Here’s an exercise I use to help internalize the difference between 16 and 24 bits. If you draw a line between Seattle and Austin and mark it off in 16-bit increments, you’ll get a mark every 128 feet. That same line when marked with 24-bit increments has six inches between each mark. There is a much higher resolution to lay any given sample value.

Looked at a different way, a 24-bit audio file has to be turned down 48dB to match the resolution of a 16-bit audio file.

Back to the engineer who was having hard times with results in the box using techniques learned from magnetic tape and 16-bit recording. The levels of their pre-masters were way too hot, and the returned masters from other mastering engineers were sub-optimal for this producer. They called me to see if I could help, and I was able to explain what I saw was missing in their understanding of the process.

The problem was dynamic range. In mastering, it is easy to make loud things louder, but not so easy to make soft things softer at the same time.

Over the years I’ve found that a softer pre-master (in which a 24-bit file has 48dB more headroom to work with before we run into the quantization distortion issues of 16-bit files) allows for much better dynamic range. Keeping the softest sounds soft, and expanding the louder sounds results in the best dynamic range.

The Appropriate Premaster

These days, I request 24-bit pre-masters with peak levels at -9dB. Previous technologies would be very unforgiving of these levels and result in a pretty noisy end product. It is important to realize that these resolutions and levels are not really for human hearing but to provide enough steps to maintain the ratio between each successive sample and present an optimum level to the gain structure of the mastering chain.

Since many mixing engineers have a broad variety of experience, from self-taught to coming up through the ranks at the most prestigious studios, the quality of their pre-masters is all over the place as well. Mastering compilation and tribute discs really start with pre-masters coming in all states which then with the mastering process are made to fit together as a single release.

My mastering chain gain structure starting point is determined for each track I get by a script I run on incoming tracks so that everything starts at the right level; -9 dB peaks and 96k sampling rate.

My first stage as files come in (after checking the file for clipping or other problems that need to be dealt with before we even start) is to send them through an iZotope RX batch process that first shifts the bit depth to 32-bit float, which ensures accurate ratios between samples no matter what level they end up.

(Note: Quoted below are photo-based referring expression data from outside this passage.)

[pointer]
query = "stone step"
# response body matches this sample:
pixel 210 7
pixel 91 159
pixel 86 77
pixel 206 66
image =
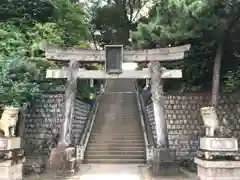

Regardless of the sample rate and levels of the files I receive, the file is converted to 96k and normalized to -9dB peaks. The bit depth increase allows for overall levels to change significantly from whatever state the files came in with without changing the amplitude ratio between samples.

If a pre-master comes in very loud, then the quietest sounds start out much louder than good dynamic range would desire. However, if we start with the soft sounds as soft as we’d like to eventually end up with, the loud sounds can be enhanced and expanded to very high levels while leaving the soft sounds alone (besides applying appropriate noise reduction processes, which also increases dynamic range).

Getting these concepts across to the engineer helped them provide much softer pre-masters which allowed for a much louder master. In general, the softer the pre-master, the louder the result!

Another way to think about mastering is that it is akin to alchemy: turning lead (the pre-master) into gold (the master). When taking lead to an alchemist – make sure you bring pure lead, and not fake gold.